At a little distance, which to Madame looked[Pg 137] too far for safety—she still placed an emergency trust in the dugong spear—Willatopy's head rose up and he stopped. Balancing himself in the water by imperceptible movements of hands and legs, Willatopy was hanging out his body as a bait for timid sharks. It was not long before one swooped down upon so attractive a prey. Madame saw the feather of water flung up by a black moving fin, while Willatopy, peering far down into the clear waters of the bay, was on the alert against an attack more subtle.
"Silly beast," murmured he, and his fists tightened on the trench daggers. The black fin ran up and then disappeared as the shark rolled over to strike upwards with those triple rows of teeth which are set at some distance behind and below the snout. A shark must attack its prey belly upwards, and strike from below; if its mouth were in its snout like a crocodile's it would be a much more dangerous foe. The shark rolled over and struck upwards. Willatopy's head vanished, his brown body curled over lazily, and he dived exactly as a dolphin dives. A long swooping flash downwards. The shark broke the surface where Willie's head had been, and Willatopy reappeared where the black fin had been. Shark and boy had changed places, and, if Madame had been nearer, she might have seen the grin spread out on Willatopy's face. The shark twisted its long body about, again rolled over and again struck upwards. Grinning contemptuously, Willatopy slipped downwards under the rising shark, and appeared again behind its tail.
"Why doesn't he kill the brute?" muttered Madame.
"I don't rightly understand," replied the man with the fatuous spear.
"It looks 'orrible dangersome to me, ma'am. I can't 'ardly believe the nigger boy will come back alive."

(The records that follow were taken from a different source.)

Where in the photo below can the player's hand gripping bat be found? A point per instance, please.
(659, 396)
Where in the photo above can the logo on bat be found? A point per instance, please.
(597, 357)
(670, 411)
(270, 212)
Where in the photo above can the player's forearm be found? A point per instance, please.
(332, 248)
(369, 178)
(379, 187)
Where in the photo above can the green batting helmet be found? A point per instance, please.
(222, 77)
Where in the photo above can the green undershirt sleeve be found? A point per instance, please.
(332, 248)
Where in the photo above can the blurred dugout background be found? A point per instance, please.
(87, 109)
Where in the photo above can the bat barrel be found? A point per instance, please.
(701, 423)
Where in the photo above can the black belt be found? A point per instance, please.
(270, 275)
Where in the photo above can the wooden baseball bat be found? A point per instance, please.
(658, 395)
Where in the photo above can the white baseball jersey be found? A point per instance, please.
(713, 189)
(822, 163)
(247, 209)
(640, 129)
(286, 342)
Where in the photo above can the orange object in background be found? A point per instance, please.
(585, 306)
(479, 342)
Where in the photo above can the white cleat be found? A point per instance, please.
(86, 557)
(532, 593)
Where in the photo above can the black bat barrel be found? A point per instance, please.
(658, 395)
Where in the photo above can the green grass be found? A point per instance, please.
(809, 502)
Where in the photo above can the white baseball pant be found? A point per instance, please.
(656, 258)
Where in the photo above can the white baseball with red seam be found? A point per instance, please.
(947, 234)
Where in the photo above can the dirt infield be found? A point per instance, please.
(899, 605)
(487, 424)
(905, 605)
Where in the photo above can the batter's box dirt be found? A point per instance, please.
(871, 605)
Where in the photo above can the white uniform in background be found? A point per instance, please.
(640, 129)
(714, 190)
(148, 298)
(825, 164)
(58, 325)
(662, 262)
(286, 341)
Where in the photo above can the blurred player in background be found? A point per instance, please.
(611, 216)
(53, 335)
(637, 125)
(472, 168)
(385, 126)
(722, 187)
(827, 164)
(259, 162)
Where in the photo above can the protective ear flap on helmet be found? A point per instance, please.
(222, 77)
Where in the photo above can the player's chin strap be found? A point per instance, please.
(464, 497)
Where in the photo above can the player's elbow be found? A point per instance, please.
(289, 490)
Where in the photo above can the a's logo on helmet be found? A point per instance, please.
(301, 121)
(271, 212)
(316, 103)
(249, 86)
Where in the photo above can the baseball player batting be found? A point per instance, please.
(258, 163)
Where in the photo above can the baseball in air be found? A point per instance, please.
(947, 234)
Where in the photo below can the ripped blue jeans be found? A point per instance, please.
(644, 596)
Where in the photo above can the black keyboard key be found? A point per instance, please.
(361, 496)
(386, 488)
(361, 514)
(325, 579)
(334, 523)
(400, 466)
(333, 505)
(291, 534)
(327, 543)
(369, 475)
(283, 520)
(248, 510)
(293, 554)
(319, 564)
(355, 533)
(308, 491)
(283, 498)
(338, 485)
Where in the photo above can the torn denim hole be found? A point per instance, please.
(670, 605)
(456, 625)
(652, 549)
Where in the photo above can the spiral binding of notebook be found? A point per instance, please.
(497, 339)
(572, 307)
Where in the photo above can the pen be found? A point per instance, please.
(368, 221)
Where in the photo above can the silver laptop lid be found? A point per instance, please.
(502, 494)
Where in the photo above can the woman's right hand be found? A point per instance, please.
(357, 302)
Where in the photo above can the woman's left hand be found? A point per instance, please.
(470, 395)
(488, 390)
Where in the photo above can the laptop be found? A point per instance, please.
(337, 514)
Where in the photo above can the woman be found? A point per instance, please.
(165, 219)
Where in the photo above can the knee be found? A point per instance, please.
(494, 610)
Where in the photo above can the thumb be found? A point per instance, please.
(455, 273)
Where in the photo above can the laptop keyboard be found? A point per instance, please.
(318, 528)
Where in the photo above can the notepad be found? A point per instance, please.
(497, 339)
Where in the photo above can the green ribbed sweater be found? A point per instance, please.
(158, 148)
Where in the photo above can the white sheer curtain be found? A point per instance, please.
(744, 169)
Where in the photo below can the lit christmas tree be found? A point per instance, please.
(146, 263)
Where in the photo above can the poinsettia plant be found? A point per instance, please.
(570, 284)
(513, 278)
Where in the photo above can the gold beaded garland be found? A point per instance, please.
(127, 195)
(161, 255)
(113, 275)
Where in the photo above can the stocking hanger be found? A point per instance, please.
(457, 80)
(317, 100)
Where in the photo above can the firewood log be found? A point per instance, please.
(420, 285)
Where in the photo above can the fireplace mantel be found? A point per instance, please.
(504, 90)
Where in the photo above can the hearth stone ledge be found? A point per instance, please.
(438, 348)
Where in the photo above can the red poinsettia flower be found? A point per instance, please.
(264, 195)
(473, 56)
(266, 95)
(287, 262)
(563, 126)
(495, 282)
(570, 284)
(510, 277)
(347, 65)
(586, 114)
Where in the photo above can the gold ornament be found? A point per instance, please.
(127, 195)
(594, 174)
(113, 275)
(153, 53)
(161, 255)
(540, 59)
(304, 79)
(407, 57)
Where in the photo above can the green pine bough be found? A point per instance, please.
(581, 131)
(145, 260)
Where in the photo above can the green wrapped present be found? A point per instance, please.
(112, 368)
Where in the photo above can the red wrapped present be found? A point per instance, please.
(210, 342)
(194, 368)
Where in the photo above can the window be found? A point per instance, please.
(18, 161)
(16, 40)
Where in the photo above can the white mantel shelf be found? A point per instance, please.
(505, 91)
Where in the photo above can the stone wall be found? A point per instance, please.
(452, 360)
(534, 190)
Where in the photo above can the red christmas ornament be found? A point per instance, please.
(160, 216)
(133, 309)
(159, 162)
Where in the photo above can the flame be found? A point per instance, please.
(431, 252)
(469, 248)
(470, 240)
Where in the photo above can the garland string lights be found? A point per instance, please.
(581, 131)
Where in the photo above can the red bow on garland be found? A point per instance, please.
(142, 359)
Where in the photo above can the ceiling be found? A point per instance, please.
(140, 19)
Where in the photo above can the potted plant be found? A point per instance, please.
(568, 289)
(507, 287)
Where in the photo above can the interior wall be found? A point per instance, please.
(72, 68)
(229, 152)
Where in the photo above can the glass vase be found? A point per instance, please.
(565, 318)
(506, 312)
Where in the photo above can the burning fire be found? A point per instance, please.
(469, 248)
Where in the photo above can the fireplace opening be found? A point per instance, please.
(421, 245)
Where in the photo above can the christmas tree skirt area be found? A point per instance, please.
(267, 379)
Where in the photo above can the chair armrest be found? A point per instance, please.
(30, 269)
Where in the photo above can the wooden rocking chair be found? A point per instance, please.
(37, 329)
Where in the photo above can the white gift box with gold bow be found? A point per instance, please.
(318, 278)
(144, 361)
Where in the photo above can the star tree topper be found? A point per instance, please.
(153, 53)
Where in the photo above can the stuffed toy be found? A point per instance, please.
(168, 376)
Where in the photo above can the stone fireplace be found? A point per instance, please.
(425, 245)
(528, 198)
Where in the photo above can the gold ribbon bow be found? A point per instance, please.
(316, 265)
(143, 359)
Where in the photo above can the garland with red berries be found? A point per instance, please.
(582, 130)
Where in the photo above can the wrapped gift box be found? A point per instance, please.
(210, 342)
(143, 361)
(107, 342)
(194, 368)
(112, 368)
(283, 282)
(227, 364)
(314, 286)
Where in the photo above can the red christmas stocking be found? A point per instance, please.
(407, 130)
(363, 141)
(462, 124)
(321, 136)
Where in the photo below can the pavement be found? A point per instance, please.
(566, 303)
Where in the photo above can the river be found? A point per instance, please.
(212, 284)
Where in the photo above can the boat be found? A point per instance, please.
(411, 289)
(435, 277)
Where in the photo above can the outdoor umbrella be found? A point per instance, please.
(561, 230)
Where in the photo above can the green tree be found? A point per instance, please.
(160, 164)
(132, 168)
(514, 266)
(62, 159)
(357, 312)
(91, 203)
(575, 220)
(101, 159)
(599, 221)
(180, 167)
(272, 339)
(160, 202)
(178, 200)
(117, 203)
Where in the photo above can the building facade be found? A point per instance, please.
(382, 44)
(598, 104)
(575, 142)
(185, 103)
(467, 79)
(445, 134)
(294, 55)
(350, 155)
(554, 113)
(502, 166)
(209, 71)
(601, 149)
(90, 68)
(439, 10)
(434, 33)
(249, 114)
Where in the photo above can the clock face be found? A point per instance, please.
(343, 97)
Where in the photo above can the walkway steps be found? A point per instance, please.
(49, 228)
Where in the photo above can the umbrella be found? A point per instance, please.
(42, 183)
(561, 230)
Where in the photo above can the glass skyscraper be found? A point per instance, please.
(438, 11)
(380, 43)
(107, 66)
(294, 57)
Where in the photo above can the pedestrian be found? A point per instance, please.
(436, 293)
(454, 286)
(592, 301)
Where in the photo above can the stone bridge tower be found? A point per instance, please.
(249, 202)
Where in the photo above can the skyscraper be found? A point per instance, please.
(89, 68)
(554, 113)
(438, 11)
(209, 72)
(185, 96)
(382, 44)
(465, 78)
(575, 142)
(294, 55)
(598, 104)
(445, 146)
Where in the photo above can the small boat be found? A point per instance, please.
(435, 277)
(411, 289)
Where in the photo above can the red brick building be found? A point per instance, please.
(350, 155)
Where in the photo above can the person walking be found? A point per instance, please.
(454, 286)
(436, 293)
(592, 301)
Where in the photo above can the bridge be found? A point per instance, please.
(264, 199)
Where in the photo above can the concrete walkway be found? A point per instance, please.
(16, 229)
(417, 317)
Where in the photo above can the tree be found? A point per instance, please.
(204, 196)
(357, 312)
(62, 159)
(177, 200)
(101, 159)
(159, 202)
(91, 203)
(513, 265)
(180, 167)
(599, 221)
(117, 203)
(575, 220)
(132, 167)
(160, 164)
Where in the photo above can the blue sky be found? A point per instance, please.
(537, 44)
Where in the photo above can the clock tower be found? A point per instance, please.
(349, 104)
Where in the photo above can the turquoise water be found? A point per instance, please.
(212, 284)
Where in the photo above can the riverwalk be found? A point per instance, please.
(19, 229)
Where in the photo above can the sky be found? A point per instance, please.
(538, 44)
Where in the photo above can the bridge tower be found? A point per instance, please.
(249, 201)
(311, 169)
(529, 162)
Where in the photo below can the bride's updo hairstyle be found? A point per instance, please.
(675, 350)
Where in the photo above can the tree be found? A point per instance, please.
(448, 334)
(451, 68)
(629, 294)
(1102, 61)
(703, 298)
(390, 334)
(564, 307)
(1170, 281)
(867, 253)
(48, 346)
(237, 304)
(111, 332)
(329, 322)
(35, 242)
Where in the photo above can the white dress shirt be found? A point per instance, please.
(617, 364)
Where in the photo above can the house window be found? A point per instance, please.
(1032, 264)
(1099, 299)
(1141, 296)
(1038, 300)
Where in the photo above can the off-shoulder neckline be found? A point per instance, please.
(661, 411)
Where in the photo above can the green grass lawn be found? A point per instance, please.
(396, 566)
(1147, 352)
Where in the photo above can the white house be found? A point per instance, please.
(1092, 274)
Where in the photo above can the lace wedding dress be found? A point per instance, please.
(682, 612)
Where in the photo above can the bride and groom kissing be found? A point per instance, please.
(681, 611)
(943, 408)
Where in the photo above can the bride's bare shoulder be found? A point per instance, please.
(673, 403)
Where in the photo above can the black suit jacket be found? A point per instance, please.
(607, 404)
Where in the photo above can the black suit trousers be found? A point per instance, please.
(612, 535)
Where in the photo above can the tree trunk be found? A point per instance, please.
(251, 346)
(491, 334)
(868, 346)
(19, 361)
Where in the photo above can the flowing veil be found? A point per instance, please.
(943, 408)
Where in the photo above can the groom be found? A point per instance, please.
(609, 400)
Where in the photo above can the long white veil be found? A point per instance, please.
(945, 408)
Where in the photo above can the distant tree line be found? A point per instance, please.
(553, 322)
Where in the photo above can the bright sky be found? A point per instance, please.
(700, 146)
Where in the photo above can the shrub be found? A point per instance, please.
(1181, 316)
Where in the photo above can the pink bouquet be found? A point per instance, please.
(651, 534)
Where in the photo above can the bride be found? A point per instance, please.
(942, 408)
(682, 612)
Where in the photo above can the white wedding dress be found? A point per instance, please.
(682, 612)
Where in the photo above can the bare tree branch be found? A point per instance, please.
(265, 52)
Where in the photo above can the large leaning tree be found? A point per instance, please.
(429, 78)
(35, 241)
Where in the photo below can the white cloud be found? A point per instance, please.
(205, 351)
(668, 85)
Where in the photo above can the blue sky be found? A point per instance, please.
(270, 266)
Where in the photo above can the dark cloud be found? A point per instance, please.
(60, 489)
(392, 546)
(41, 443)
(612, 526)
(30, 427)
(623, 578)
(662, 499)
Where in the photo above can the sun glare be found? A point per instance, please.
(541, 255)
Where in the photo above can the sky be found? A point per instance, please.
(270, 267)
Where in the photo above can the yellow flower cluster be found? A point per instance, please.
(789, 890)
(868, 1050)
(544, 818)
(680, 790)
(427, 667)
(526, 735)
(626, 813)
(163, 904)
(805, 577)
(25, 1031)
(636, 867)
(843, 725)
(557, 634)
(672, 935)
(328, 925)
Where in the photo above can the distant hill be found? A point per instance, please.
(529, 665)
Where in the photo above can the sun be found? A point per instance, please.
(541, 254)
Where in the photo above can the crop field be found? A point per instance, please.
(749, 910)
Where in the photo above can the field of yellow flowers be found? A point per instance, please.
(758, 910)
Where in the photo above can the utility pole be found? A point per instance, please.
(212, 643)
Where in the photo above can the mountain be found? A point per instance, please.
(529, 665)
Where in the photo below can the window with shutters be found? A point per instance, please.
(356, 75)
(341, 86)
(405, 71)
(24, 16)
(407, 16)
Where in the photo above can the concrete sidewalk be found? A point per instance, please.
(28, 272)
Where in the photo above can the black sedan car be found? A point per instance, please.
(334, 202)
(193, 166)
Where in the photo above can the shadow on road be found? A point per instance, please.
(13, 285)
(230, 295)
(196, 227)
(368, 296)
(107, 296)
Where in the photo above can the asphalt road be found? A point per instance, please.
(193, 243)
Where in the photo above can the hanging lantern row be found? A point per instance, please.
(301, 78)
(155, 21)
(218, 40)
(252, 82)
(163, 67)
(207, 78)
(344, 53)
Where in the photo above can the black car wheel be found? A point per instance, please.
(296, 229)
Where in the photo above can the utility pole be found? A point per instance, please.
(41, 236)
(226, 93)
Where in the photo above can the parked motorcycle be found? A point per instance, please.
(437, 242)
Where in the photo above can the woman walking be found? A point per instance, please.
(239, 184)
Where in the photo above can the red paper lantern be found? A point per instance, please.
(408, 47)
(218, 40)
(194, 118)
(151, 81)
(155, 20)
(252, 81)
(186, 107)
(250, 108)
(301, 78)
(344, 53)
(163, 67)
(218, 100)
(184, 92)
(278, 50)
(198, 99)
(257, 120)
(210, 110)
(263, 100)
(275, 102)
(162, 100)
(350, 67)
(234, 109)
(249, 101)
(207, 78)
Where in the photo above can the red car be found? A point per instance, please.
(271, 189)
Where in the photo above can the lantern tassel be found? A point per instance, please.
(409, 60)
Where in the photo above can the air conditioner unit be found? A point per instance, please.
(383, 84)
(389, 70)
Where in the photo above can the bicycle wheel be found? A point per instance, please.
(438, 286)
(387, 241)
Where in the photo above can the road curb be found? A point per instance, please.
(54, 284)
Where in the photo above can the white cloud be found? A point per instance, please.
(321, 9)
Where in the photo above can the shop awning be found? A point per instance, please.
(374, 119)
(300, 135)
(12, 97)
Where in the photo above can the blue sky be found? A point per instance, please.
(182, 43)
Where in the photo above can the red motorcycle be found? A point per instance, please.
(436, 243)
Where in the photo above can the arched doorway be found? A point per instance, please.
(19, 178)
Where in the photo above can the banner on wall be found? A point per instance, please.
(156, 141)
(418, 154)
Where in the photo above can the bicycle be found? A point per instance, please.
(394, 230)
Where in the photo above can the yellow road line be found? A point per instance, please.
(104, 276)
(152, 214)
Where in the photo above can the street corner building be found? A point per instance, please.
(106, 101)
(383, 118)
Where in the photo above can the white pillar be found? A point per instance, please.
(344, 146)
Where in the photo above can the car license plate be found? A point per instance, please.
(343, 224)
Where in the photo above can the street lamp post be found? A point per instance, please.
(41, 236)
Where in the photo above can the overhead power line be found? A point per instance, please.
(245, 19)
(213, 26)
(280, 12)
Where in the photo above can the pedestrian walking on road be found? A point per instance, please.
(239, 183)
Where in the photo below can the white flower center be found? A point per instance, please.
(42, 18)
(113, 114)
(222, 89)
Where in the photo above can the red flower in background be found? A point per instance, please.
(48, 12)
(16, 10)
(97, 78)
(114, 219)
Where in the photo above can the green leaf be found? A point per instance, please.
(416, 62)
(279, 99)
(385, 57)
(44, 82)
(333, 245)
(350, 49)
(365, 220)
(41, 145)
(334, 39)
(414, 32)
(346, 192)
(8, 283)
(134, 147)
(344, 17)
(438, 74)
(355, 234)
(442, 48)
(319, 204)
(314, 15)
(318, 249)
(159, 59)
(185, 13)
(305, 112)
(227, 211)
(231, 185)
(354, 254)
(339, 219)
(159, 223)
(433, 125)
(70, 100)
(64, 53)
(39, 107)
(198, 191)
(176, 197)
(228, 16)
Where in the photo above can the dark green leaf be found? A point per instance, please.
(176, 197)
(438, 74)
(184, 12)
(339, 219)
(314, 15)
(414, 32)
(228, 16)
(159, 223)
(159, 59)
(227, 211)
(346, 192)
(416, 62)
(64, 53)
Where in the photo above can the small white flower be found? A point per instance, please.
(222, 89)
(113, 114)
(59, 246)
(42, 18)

Once or twice more the shark struck at Willie, and once or twice more the boy evaded the stroke, but made no attack himself. Then all saw for what he waited. Another black fin, with a curling feather rising before it, came sliding up to take part in the sport. Madame, frightened, was now on her feet. Had time permitted, she would, I think, have disobeyed Willatopy's instructions, and urged the boat forward to his assistance. But there was no time. The first shark was attacking again, and the second was rapidly approaching. Willatopy no longer delayed action. He evaded as before the upward stroke of shark number one, and then, before the beast could turn, twisted about under water and rose beneath the belly of shark number two. Right, left, both daggers went home under the fin. Turning without coming to the surface for breath—he could stay nearly two minutes under water—Willatopy swooped back at his first opponent, slipped under it as he had done with the other, and again shot out both fists—so and so. He came up between the two big fish in water reddened by their blood, and watched warily for further signs of activity. But both sharks were dead; he had struck very swiftly, but he had struck home truly.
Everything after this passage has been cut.